Nessun compenso per prestazioni extrabudget non autorizzate oltre tetto (TAR Lazio n. 4078 del 04.03.2026)
Principi di diritto (Massima)
Il soggetto privato accreditato con il Servizio sanitario nazionale non ha l’obbligo di rendere prestazioni oltre il tetto di spesa preventivato, ma è tenuto a rispettare i limiti pattizi, essendo il budget un vincolo ineludibile che misura le prestazioni acquistabili dall’ente pubblico. Il superamento del budget è ammesso solo nelle ipotesi espressamente previste dagli accordi contrattuali, come quelli stipulati ai sensi dell’art. 8-quinquies del d.lgs. n. 502/1992 per fronteggiare l’emergenza pandemica. Le prestazioni erogate spontaneamente e al di fuori di tali ipotesi non generano alcun diritto alla remunerazione, anche se giustificate da esigenze di continuità assistenziale, e la comunicazione del tetto di spesa alla singola struttura costituisce rifiuto implicito di prestazioni ulteriori.
Il Fatto
La società ricorrente, che gestisce una struttura ospedaliera privata accreditata nel centro di Roma, ha impugnato il diniego opposto dalla Regione Lazio al riconoscimento delle prestazioni in emergenza e urgenza erogate negli anni 2020 e 2021 a pazienti provenienti dal proprio pronto soccorso e risultate extrabudget. Durante il periodo pandemico, l’ospedale ha operato come struttura “Covid Free”, assorbendo parte dell’assistenza per acuti che le altre strutture, riconvertite in centri Covid, non potevano garantire. La società ha chiesto il riconoscimento di un maggior budget, evidenziando il risparmio di spesa conseguito dalla Regione, ma l’amministrazione ha respinto l’istanza, ritenendo il budget un limite invalicabile salvo le specifiche fattispecie previste dalla normativa emergenziale.

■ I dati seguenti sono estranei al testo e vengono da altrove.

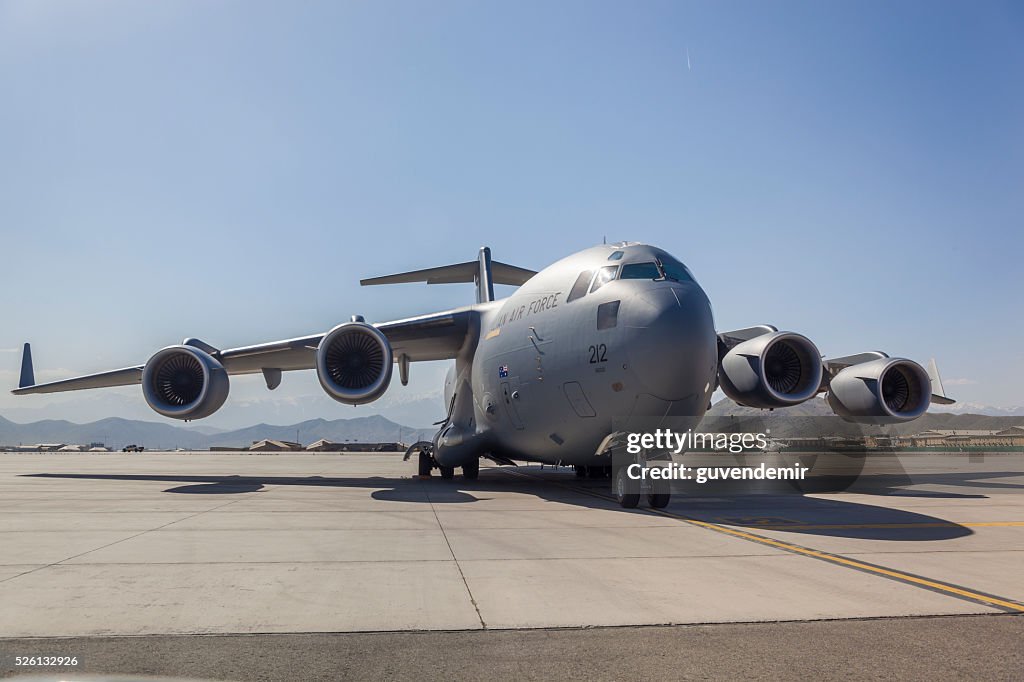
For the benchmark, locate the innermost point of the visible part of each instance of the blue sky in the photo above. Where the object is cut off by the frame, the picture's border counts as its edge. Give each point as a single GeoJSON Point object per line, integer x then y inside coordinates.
{"type": "Point", "coordinates": [229, 170]}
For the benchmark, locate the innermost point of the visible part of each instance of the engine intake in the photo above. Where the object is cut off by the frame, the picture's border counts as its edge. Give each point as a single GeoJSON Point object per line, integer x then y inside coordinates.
{"type": "Point", "coordinates": [183, 382]}
{"type": "Point", "coordinates": [353, 363]}
{"type": "Point", "coordinates": [774, 370]}
{"type": "Point", "coordinates": [881, 391]}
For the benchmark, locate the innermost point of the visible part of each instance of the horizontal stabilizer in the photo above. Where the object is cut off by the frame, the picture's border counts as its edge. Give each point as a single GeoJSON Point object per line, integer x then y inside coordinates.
{"type": "Point", "coordinates": [459, 272]}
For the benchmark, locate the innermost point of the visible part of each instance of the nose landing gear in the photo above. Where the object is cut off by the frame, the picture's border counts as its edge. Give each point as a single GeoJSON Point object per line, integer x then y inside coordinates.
{"type": "Point", "coordinates": [424, 450]}
{"type": "Point", "coordinates": [629, 491]}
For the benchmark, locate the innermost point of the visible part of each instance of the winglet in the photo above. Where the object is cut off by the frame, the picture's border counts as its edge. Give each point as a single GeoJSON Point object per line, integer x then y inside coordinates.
{"type": "Point", "coordinates": [28, 375]}
{"type": "Point", "coordinates": [938, 393]}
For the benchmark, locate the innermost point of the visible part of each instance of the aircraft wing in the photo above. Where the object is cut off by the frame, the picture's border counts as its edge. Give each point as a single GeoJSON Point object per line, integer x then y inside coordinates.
{"type": "Point", "coordinates": [429, 337]}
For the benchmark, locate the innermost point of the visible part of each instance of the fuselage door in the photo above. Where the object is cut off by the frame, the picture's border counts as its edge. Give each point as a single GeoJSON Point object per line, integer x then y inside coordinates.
{"type": "Point", "coordinates": [510, 396]}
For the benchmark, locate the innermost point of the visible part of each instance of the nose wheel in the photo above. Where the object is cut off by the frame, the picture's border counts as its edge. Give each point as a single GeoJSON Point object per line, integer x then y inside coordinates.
{"type": "Point", "coordinates": [424, 451]}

La Motivazione della Corte
Il Collegio ha preliminarmente richiamato il principio per cui la struttura privata accreditata, a differenza di quella pubblica, non è obbligata a rendere prestazioni oltre il tetto preventivato. L’osservanza del tetto di spesa in materia sanitaria rappresenta, infatti, un vincolo ineludibile che determina la misura delle prestazioni che il SSN può acquistare da ciascun erogatore privato, in ragione delle esigenze di equilibrio finanziario e di razionalizzazione della spesa.
La Corte ha poi rilevato che, nel caso di specie, il contratto stipulato con la ASL era stato integrato con un accordo ai sensi dell’art. 8-quinquies del d.lgs. n. 502/1992 e dell’art. 3 del d.l. n. 18/2020, il quale circoscriveva la valicabilità del budget alle sole ipotesi di gestione dei pazienti Covid e No Covid da parte delle strutture inserite nella rete dell’emergenza, ovvero per l’attivazione di nuovi posti letto finalizzati al trasferimento di attività delle aziende pubbliche. Le prestazioni rese dalla ricorrente per i pazienti del proprio pronto soccorso non rientravano in alcuna di queste ipotesi.
La peculiarità del caso, data dal risparmio di spesa regionale conseguito per il minor livello di prestazioni delle strutture riconvertite, non è stata ritenuta idonea a inficiare la legittimità del diniego. La Regione, con la D.G.R. n. 304 del 2021, aveva già destinato tali risorse alle strutture che avevano registrato una produzione inferiore al 90 per cento del budget, senza che tale determinazione fosse stata impugnata. La pretesa della ricorrente è stata, pertanto, qualificata come un tentativo di conseguire ex post un’ulteriore distribuzione di risorse per prestazioni non autorizzate e non riconducibili alle ipotesi di superamento del budget.
Il ricorso è stato respinto, con compensazione delle spese di lite stante la parziale novità delle questioni affrontate.